Zulassungen

Pathologen im Dilemma

Die Anzahl der Krebserkrankungen steigt, Prävention soll ausgebaut werden. Dafür werden Pathologen von Zuweisern dringend gebraucht. Die Fachgruppe ärgert sich über die neue Bedarfsplanung.

Von Anno FrickeAnno Fricke Veröffentlicht:
Von Krebs befallenes Brustgewebe wird in der Kasseler Pathologie schockgefroren. Pathologen sind an jeder Krebsdiagnose beteiligt.
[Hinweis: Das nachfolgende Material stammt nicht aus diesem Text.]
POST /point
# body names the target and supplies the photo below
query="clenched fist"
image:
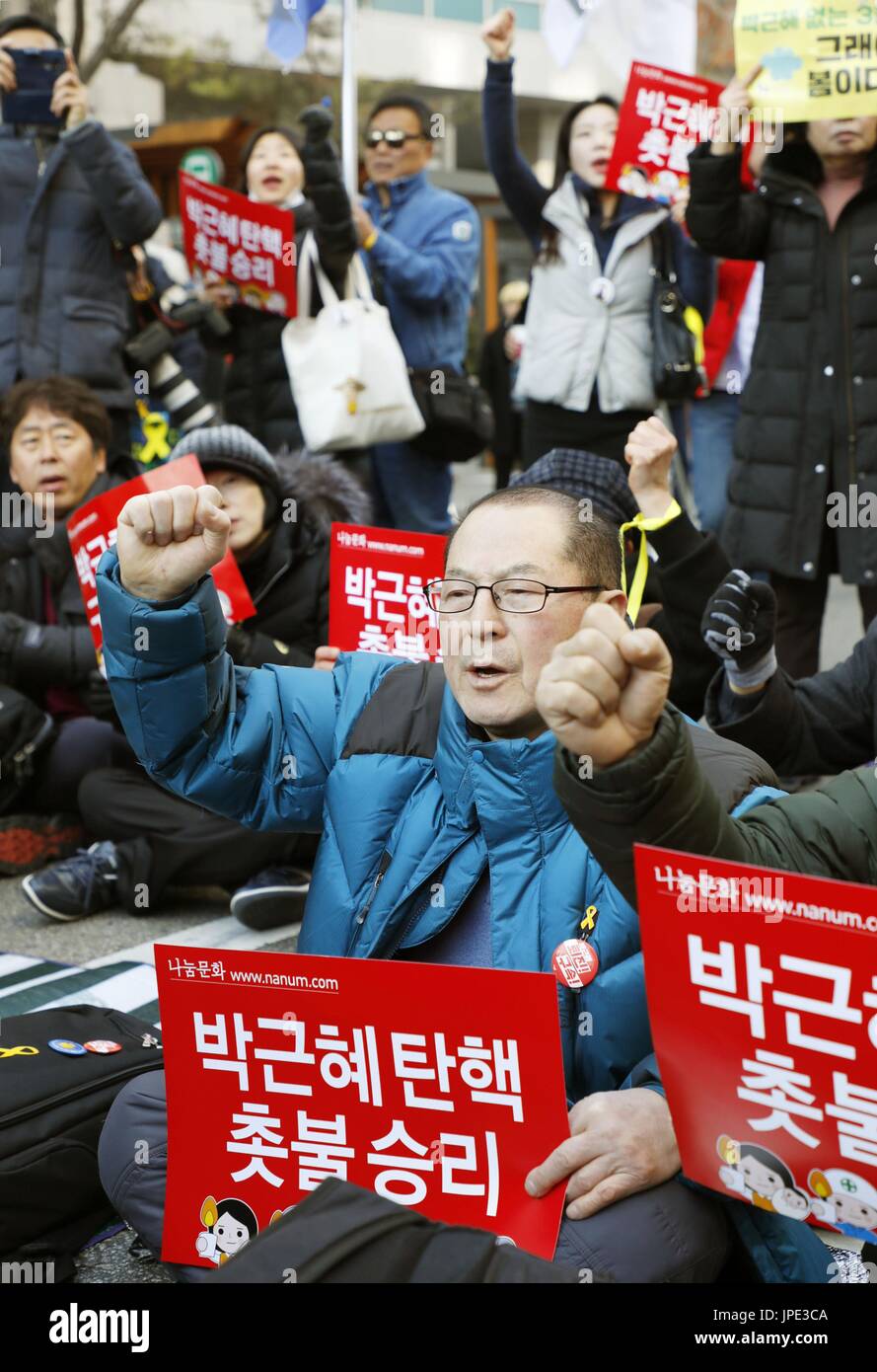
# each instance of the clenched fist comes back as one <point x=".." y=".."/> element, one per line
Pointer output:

Von Krebs befallenes Brustgewebe wird in der Kasseler Pathologie schockgefroren. Pathologen sind an jeder Krebsdiagnose beteiligt.

© Uwe Zucchi / DPA

BERLIN. Die Gesetzgebung des Bundes und die Bedarfsplanung der Selbstverwaltung im Gesundheitswesen stehen in einem Konflikt.

Der Gesetzgeber sorgt zwangsläufig für mehr Fälle bei den Pathologen, indem er mit dem Krebsregistergesetz ein Einladungssystem für die Darmkrebs- und die Gebärmutterhalskrebsfrüherkennung einführt.

Gleiches gilt für den Entwurf des Präventionsgesetzes, der das Ziel vorgibt, die Mortalität bei Brustkrebs zu senken. Die verpflichtende Teilnahme an Tumorkonferenzen und generell die Alterung der Gesellschaft sorgen für weitere Arbeitsverdichtung bei der Fachgruppe.

Nach Auffassung der Pathologen steht die Bedarfsplanungsrichtlinie des Gemeinsamen Bundesausschusses im Widerspruch zu diesen Entwicklungen. Mit der Richtlinie werden erstmals auch die hoch spezialisierten Fachgruppen überplant, darunter auch die Pathologen.

Für den Präsidenten des Bundesverbandes Deutscher Pathologen, Professor Werner Schlake, führt dies zu Einschränkungen der pathologischen Versorgung.

Erste negative Auswirkungen der Bedarfsplanungsrichtlinie, die seit diesem Jahr in Kraft ist, seien bereits spürbar. Zusätzliche Sitze seien verweigert worden.

Einzelpathologen gibt es nicht

Die meisten Pathologen seien gleichermaßen als niedergelassene Ärzte als auch für Krankenhäuser aktiv, sagte Schlake.

Da ausschließlich der ambulante Teil der Fachgruppe von der Richtlinie erfasst werde, bringe diese die Rückentwicklung eines bislang integrativen Fachs zur sektoralen Trennung. "Wir erleben die diagnostische und organisatorische Entmischung eines Querschnittfachs", sagte Schlake.

Angesichts des wachsenden Bedarfs an pathologischen Leistungen ziele die Richtlinie in die falsche Richtung. Bei Investitionskosten von 700.000 bis 800.000 Euro lasse sich kein Pathologe einfach so nieder. Einzelpathologen gebe es ohnehin nicht.

Die Institute meldeten dann neue Sitze an, wenn sich die Nachfrage dementsprechend entwickele. Die Pathologen generierten ihre Fälle aber nicht wie andere Fachgruppen selbst, sondern seien ausschließlich zuweisungsgebunden.

Der Vorschlag Schlakes lautet, die Überplanung der Berufsgruppe für zwei Jahre auszusetzen. Schlake ist sich bewusst, dass er bei den Kassenärztlichen Vereinigungen damit keine offenen Türen einrennt.